Man of La Mancha - Bravo!

I know there are exalted critics who dismiss "Man of La Mancha" as plebeian entertainment. What can I say? It's hard to hold out hope for people with wax heads who go walking in the sun. The mere mortals I know, leaving the theatre with The Impossible Dream finale still ringing in their heads, all felt exhilarated.

Why? If it's not Gershwin or Kurt Weill, what is it? Answer: Just what the reviewers said it was when it opened on Broadway almost exactly 40 years ago: "One of the finest and most original works in the music theatre. Bold and original….. Eloquent…..A triumph!" The splendid Pirates production at the International School last week marked the sixth time I have seen it and everything they said still goes.

The play celebrates Miguel de Cervantes, who wrote "Don Quixote," that enduring classic of world literature, by dramatising his imprisonment during the Spanish Inquisition. It unfolds in a brilliantly interwoven play-within-a-play: In one, the legendary knight errant, Don Quixote, tilts at windmills, champions the oppressed and, his senses disordered by fantasies of chivalry, sees in Aldonza the whore the "fair and virginal lady" he will worship and revere. In the other, Cervantes himself is thrown into a dark prison cell with his Sancho Panza, his faithful manservant, to await trial by the Inquisition as a heretic, with only his wits to keep safe from his fellow inmates, a band of bloodthirsty thieves and murderers, his most precious possession -the manuscript of a novel called "Don Quixote."

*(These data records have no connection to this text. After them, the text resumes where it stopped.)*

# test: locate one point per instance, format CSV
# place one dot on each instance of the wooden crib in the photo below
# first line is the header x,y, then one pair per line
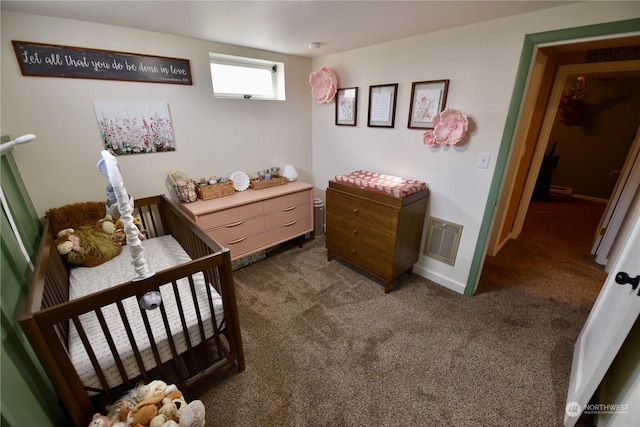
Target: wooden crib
x,y
50,317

"Man of La Mancha" may be a great musical play, but it is not an easy one to stage; highest marks to Pirate Productions for plunging into a tangle of stagecraft to take it on, and my sympathies herewith to all theatrelovers in Luxembourg who missed seeing it. An elongated stepped stage and deft use of lighting turn the brooding cell where the Inquisition holds its prisoners into a wayside inn -- the grand castle of Quixote's fevered imagination -- and then into the La Mancha home of Cervantes' alter ego, the country squire Alonso Quijana.

Brian Parker, who directed an excellent version of "Company" a few years ago, says he wants to quit directing, but his inventive yet focused touch with "La Mancha" will make it hard for Pirates to let him walk away. The orchestra, from the goose bump producing overture to the last notes, was, as it should be, the backbone on which the entire production was built, and it was superb. Plaudits to director Philip Dutton.

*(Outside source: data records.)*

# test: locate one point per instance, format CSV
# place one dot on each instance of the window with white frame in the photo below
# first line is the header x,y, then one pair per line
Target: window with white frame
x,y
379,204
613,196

I have known Malcolm Turner as a reliable spear-carrier in any number of plays, but I see now that he was only biding his time. He was made for the Cervantes-Quixote role. He imbues the knight errant with the infinitely appealing insanity Dale Wasserman, the play's author, faithfully modelled on the original, yet plays the Cervantes role with steel and tenacity, a man who will stand up to both the Church court and the murderous wretches holding his manuscript hostage. His singing is heartfelt and affecting, and with defiant eyes shining out of a gaunt face, he wrings every last measure of emotion out of the death scene.

Danny Wells, on the other hand, has known Pirates stardom going back to her standout performance as Tevye's long-suffering wife Golde in "Fiddler on the Roof" and, hey, she's still got it. There was never any question about her ability to belt out a great show tune, but in her song. "Aldonza," in which she bitterly spells out the sordid details of her life -- " spawned in a ditch bride to the murdering scum of the earth" she simply tears your heart out. And to watch her closely as Quixote sings "The Impossible Dream" is to see her evolve from Aldonza the whore to the Dulcinea of the befuddled old man's dreams.

Alex Teligadas' Sancho Panza is wonderfully inventive. He calls himself Quixote's squire, his friend, and you can see his affection for the old goof. But more than pity or friendship make him willing to "follow my master to the end." Isn't he secretly hoping that some of Quixote's idealism will rub off on him? Alex Teligadas makes you think so.

More plaudits: To Mike West and his "murdering scum of the earth," as effective a menacing gang of cutthroats as have trod the boards; and to Liz Turner, Fran Potasnik and Chris Albrecht, whose charming rendition of "I'm Only Thinking of Him" was show-stopper.

"Man of La Mancha," says Brian Parker in his program note, "because there's far too little idealism in the world." I'll drink to that.